# Financial Accounting ETL

This notebook transforms the [Online Retail](https://archive.ics.uci.edu/dataset/352/online+retail) dataset into a double-entry compliant bookkeeping format. Realistically, financial data would come from an ERP system (Workday, SAP) in this exact format.

In [63]:
import pandas as pd

In [64]:
online_schema = {
    'InvoiceNo': 'string',
    'InvoiceDate': 'string',
    'StockCode': 'string',
    'Quantity': 'int64',
    'UnitPrice' : 'float64',
    'CustomerID' : 'string',
    'Country' : 'string'
}
schema_de = {
    'InvoiceNo': 'string',
    'InvoiceDate': 'string',
    'Type': 'string',
    'Account': 'string',
    'Amount': 'float64',
    'CustomerID' : 'string',
    'Country' : 'string'
}

In [65]:
online = pd.read_csv('../data/online_retail.csv', parse_dates=True, dtype=online_schema).sample(100000)
online.to_csv('../data/online_retail_sampled.csv', index=False)
online['InvoiceDate'] = pd.to_datetime(pd.to_datetime(online['InvoiceDate']).dt.date)
online['PurchaseTotal'] = online['Quantity']*online['UnitPrice']
online['InvoiceDate'] = online['InvoiceDate'] + pd.to_timedelta(52*11, unit='W') # Year unit deprecated????? why?????
online.head()

Unnamed: 0,InvoiceNo,StockCode,Description,Quantity,InvoiceDate,UnitPrice,CustomerID,Country,PurchaseTotal
262786,559923,20761,BLUE PAISLEY SKETCHBOOK,1,2022-06-29,7.46,,United Kingdom,7.46
94294,544341,22671,FRENCH LAUNDRY SIGN BLUE METAL,12,2022-02-04,1.65,13012.0,United Kingdom,19.8
232073,557301,22191,IVORY DINER WALL CLOCK,2,2022-06-05,8.5,15373.0,United Kingdom,17.0
70800,542102,21621,VINTAGE UNION JACK BUNTING,12,2022-01-11,8.5,12744.0,Singapore,102.0
431690,573744,23503,PLAYING CARDS KEEP CALM & CARRY ON,12,2022-10-18,1.25,17733.0,United Kingdom,15.0


# Enforcing Double-Entry Bookkeeping Compliant Format

This dataset is simply formatted. In order to transform to Double-Entry, we must duplicate each row and specify debited and credited accounts so that our accounting equation is balanced.

In [68]:
online_cleaned = online.loc[(online['Description'].notna())&(online['Quantity'].notna())&(online['UnitPrice'].notna()) \
&(online['CustomerID'].notna())&(online['Country'].notna())]
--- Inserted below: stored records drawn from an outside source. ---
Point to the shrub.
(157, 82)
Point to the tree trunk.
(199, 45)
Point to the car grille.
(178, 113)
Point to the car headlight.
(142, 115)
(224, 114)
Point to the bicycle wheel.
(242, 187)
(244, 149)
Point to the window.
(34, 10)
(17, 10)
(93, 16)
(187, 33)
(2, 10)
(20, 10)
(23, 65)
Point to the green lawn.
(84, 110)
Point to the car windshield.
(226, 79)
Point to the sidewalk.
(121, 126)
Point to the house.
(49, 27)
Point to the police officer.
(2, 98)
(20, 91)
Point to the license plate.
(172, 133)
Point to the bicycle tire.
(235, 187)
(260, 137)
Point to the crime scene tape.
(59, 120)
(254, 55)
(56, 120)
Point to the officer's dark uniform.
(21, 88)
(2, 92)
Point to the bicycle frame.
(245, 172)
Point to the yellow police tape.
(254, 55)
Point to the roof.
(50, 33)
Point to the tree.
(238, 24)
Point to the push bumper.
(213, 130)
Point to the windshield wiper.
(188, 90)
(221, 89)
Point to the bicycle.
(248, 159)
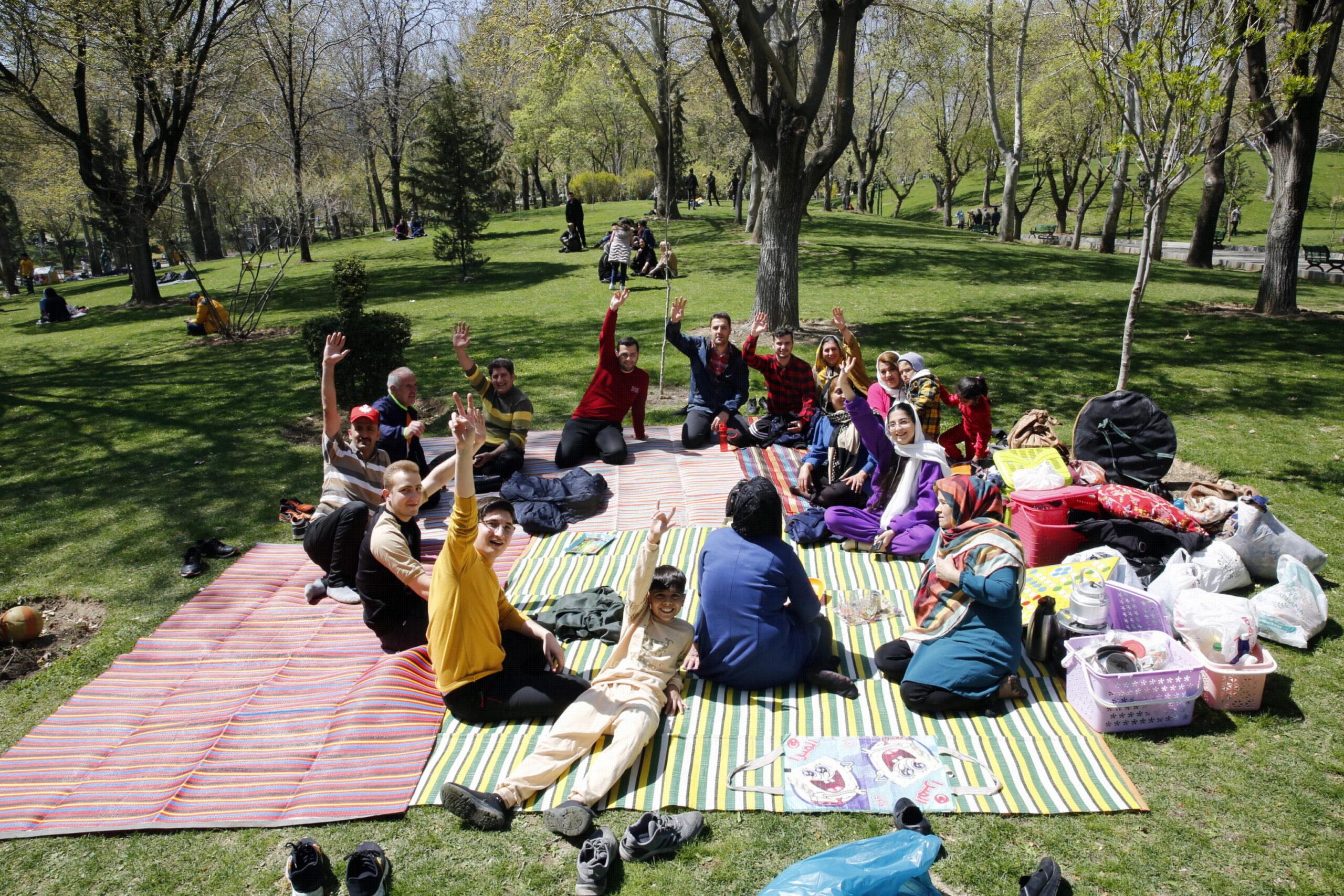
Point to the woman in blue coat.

double_entry = pd.DataFrame(columns=schema_de.keys()).astype(schema_de)

In [67]:
def create_double_entry(row):
    debit_row = {
        'InvoiceNo': row['InvoiceNo'],
        'InvoiceDate': row['InvoiceDate'],
        'Type': 'Debit',
        'Account': 'Accounts Receivable',
        'Amount': row['PurchaseTotal'],
        'CustomerID': row['CustomerID'],
        'Country': row['Country']
    }

    credit_row = {
        'InvoiceNo': row['InvoiceNo'],
        'InvoiceDate': row['InvoiceDate'],
        'Type': 'Credit',
        'Account': 'Revenue',
        'Amount': row['PurchaseTotal'],
        'CustomerID': row['CustomerID'],
        'Country': row['Country']
    }
    return pd.DataFrame([debit_row, credit_row], columns=schema_de.keys())

double_entry = pd.concat(online_cleaned.apply(create_double_entry, axis=1).to_list(), ignore_index=True)
double_entry.to_csv('../data/double_entry_online_retail.csv', index=False)